Focus on one priority per day, re-evaluate, repeat.
Make time by Jake Knapp and John Zeratsky. A book comprised of a series of practical suggestions for how to do more meaningful things. Importantly, the authors emphasise that this is not simply doing ‘more’ or everything (along the lines of David Allen’s GTD). They propose a daily system of having a single ‘highlight’ and then putting in place a series of practices to help facilitate it happening.
Some of the tactics are written about extensively elsewhere, including: only check the news once weekly, blocking yourself accessing the internet, deleting email off your phone, and switching off all phone notifications.
Key points:
- Knowledge workers are caught by the need to appear busy and yet simultaneously there is endless distractions
- The ‘Make time methodology’: focus on meaningful things, one per day, and facilitate it happening
- It won’t always go to plan so take each day at a time and try to make as many good ones as possible
- Pick one priority per day (a highlight) that can be something that is: urgent, important but not urgent, or brings happiness
- It can roll over (or even should)
- Picking a ‘highlight’:
- Write out all your priorities and rank them, review and revise as often as needed.
- Work can come above family for a period and move back round when needed.
- Write down only top and 2nd priority projects, then their associated tasks, and everything else get chucked together.
- Batch boring tasks (e.g. email can occasionally be a highlight) but must be infrequent
- Keep something as highlight as long as needed
- Block out your calendar to set aside time: at least 2 hrs
- Adapt to being a morning or night person to make time
- Drop out of commitments to facilitate getting your highlight done
- Keep focused
- Delete apps and log out from social media on your phone.
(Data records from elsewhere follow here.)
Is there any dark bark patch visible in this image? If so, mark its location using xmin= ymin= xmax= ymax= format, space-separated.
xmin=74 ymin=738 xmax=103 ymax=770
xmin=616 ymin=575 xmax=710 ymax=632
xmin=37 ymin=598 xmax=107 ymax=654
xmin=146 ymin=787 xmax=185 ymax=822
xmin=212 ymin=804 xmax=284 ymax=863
Have a clear Home Screen and no notifications
- Check news only weekly
- Set up specific barriers for anything you find especially hard to resist (e.g. Twitter)
- Use holiday timer to turn off internet at certain time or app to block off internet
- Batch email to once at end of day
- Break cycle of rapid responding to email by being slow
- Use simple tools, ideally on paper, so not tricking yourself into thinking you’re working e.g. spending a long time using a complex system may feel like work even if it isn’t
- Allow yourself to be bored or stuck with a problem, resist temptation to let your mind go elsewhere
- It is precisely when you feel stuck on a problem that you are most likely to have a breakthrough
- Maintain energy for focus:
- Do something active outside in nature each day (e.g. walking)
- Try using either snacking or intermittent fasting to keep focus
- Get up without coffee and none after 4pm
- Have green tea in between coffee (to keep its effect)
- Take breaks without headphones to prevent constant focus
- Meditate
- Reflect on your performance and what techniques you tried each evening
- Then start over the next day, keeping what works
There are a lot of ‘productivity’ books. I think that if you can take one, useful tip or implementable point from a book then that’s a win. Many other authors have mentioned focusing on a single thing each day but here there is an inescapable emphasis on it. Aside from the benefit in output, it feels like a success to achieve the one thing you had planned.